If EVERYONE is on board with that, great, I'm all for it. But we've
been moving slowly and "the big rewrite" can be seriously bad news for
continuing the project with any momentum. My current approach is to
just get it working in Rails 3. That's a big enough challenge in and
of itself without major rewriting just to refactor.
I believe that we'll be better served by Page not being an
ActiveRecord model at all, but I'm not going to tackle that yet
because then I'd be starting from scratch.
>
>
> I have been working on rails engines of different kinds for other projects
> and I'm nearly ready to start working on this, but I have three big
> questions:
>
> 1. what is the place of a radiant extension in this new ecosystem? I think
> it goes two ways: the bigger extensions like event_calendar or taggable are
> pushed out to engines. They can interact with radiant through a published
> API. The smaller ones like mailer and dashboard remain as functionality
> patches and a nursery for new approaches.
>
> 2. how much does radiant === radius?

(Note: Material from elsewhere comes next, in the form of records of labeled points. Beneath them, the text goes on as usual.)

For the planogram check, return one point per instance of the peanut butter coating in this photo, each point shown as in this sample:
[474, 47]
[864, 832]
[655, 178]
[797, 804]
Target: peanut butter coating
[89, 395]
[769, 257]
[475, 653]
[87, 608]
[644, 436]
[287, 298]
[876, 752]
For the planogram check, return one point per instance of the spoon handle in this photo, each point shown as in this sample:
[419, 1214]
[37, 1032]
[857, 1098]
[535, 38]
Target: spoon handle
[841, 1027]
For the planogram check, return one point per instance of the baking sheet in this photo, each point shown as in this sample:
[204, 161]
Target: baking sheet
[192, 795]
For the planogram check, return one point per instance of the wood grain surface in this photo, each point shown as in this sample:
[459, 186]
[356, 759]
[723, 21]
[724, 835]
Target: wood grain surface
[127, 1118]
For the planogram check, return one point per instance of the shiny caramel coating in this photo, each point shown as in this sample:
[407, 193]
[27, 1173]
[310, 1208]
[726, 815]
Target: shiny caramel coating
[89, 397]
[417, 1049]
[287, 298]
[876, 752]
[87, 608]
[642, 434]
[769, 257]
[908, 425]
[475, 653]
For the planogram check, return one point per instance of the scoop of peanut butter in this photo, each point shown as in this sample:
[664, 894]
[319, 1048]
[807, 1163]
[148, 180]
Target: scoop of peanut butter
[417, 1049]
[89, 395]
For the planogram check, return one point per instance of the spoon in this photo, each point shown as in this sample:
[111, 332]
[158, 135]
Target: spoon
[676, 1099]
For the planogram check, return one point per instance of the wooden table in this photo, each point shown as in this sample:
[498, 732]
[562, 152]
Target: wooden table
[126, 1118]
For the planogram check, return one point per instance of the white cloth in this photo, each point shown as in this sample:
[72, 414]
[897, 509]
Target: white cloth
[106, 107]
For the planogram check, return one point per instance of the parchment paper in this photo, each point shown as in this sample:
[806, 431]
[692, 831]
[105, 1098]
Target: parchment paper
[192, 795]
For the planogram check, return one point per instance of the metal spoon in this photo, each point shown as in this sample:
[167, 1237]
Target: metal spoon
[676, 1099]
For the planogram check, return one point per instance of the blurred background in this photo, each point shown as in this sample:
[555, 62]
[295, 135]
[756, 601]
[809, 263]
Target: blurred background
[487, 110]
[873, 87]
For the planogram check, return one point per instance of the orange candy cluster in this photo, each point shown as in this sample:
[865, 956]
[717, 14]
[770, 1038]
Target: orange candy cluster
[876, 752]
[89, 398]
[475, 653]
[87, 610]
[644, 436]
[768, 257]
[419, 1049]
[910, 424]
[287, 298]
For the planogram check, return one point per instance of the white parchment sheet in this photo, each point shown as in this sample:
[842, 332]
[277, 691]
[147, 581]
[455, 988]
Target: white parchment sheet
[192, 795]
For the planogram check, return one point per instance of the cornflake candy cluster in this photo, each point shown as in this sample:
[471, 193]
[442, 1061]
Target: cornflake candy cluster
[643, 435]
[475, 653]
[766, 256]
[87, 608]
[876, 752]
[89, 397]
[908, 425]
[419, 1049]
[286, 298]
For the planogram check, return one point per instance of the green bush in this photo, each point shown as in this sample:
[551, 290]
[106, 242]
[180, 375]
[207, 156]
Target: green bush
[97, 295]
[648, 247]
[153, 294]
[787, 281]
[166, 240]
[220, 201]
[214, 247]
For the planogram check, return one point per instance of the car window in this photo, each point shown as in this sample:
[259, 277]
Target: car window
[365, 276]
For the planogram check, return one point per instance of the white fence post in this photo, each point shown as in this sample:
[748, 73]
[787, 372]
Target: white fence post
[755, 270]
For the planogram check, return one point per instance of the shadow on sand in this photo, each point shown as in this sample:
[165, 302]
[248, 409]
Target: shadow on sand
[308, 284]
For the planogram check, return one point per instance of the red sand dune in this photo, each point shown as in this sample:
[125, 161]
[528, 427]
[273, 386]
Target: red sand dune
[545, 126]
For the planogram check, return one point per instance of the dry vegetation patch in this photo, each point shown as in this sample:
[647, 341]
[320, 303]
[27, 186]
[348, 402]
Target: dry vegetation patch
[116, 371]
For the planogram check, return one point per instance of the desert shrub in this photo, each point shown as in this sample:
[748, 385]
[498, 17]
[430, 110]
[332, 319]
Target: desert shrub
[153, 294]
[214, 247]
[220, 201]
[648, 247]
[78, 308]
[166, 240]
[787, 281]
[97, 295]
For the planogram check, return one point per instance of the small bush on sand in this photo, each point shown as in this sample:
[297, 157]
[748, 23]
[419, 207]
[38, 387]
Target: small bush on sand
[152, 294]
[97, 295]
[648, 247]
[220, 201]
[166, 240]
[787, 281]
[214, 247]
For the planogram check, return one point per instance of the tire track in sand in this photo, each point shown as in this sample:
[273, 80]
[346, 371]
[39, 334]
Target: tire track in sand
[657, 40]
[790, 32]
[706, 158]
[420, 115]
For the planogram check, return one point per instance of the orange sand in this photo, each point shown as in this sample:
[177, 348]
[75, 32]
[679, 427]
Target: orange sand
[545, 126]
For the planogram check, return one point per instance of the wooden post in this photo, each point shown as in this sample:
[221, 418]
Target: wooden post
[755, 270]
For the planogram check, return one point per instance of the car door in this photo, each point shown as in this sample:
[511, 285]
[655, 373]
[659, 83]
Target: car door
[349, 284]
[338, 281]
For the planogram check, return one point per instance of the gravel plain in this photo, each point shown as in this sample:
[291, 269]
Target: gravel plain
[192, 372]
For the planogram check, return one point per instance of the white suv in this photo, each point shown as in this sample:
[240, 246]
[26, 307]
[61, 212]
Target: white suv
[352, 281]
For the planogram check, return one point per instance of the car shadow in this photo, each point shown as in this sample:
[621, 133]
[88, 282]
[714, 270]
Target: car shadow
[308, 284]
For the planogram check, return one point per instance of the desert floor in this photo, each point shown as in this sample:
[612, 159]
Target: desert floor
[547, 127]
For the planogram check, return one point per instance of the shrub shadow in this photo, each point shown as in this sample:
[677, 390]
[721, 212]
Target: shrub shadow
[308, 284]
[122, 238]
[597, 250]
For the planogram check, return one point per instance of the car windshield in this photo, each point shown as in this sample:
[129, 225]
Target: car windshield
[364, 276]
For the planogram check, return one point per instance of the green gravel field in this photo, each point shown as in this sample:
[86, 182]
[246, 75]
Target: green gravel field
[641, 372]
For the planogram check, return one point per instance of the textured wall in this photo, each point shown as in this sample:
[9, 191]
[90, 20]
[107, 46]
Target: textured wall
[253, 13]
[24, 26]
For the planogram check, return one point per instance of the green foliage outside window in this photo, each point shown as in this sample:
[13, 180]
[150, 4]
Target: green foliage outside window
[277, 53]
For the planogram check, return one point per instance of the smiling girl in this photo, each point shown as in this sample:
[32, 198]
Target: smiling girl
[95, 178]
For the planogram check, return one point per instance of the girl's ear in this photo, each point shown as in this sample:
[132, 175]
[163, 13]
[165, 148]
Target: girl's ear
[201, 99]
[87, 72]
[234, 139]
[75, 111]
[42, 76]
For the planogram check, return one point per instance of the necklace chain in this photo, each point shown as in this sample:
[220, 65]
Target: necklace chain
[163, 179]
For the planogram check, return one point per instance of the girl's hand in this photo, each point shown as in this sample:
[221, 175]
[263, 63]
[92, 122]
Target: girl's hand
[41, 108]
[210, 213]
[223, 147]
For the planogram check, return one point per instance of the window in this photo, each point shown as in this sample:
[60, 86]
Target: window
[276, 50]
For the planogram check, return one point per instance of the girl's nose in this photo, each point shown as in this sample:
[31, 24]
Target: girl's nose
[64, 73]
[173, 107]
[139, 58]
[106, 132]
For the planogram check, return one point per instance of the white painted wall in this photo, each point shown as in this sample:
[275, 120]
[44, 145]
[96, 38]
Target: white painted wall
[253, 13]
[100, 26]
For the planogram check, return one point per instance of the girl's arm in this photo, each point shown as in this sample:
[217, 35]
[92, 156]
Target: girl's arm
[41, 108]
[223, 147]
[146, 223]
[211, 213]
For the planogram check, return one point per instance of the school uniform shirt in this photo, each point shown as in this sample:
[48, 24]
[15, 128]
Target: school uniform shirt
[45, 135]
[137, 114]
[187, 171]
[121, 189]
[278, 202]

Personally I've come to loathe radius
> and its baroque opacity but I think that's more because of the way I have
> abused it than from any fundamental quality. It's very good at the basic job
> of mentioning pages on other pages, but too slow and clumsy for anything
> else and I wonder whether we should strip it back a bit. I would like to see
> radius as one of several supported template languages, alongside mustache,
> liquid, markdown and textile.
I think we can make the tag system more pluggable...
I have rewritten the <r:content> tag to use an object instead of a
giant procedure and plan to merge that in and continue with ALL of the
rest of the tags. Altering the behavior of a tag would then only
require the alteration of an object's behavior and not the complete
rewrite of a procedural method.
But again, first things first, Radiant doesn't run on Rails 3.
>
> 3. Is radiant really needed? Refinery is doing an adequate job for the
> full-CMS requirement and there are several developing candidates for the
> pluggable-CMS-engine role, the best of which currently seems to be Comfy
> Mexican Sofa (which is clearly inspired by radiant in architecture if not
> interface).
For existing Radiant projects, yes. For the future, yes! There are a
lot of great things we can do with Radiant and I plan to do them. And
of course, steal great ideas from others along the way.
>
> If this was a commercial project we would have a hard look at radiant's
> strengths and weaknesses, compare those with its possible future roles and
> then write a spec for version 2. Then we'd face the really difficult
> question: can we provide an upgrade path, or is radiant 2 a new creature?
>
> In my never-humble opinion radiant is worth continuing but only in a
> thoughtful way. It needs proper documentation, a slim new test suite, a
> decent website, a clear mission and a willingness to discard old habits that
> are no longer beneficial. Without those, no point. With those, it could be
> very useful indeed.
>
> If we can sort out the strategy, I'm happy to give the staff time.
Radiant is always there. If developers and businesses are willing to
support it, there is nothing stopping that effort.
I'll move my refactor project to a proper branch and we can go from there.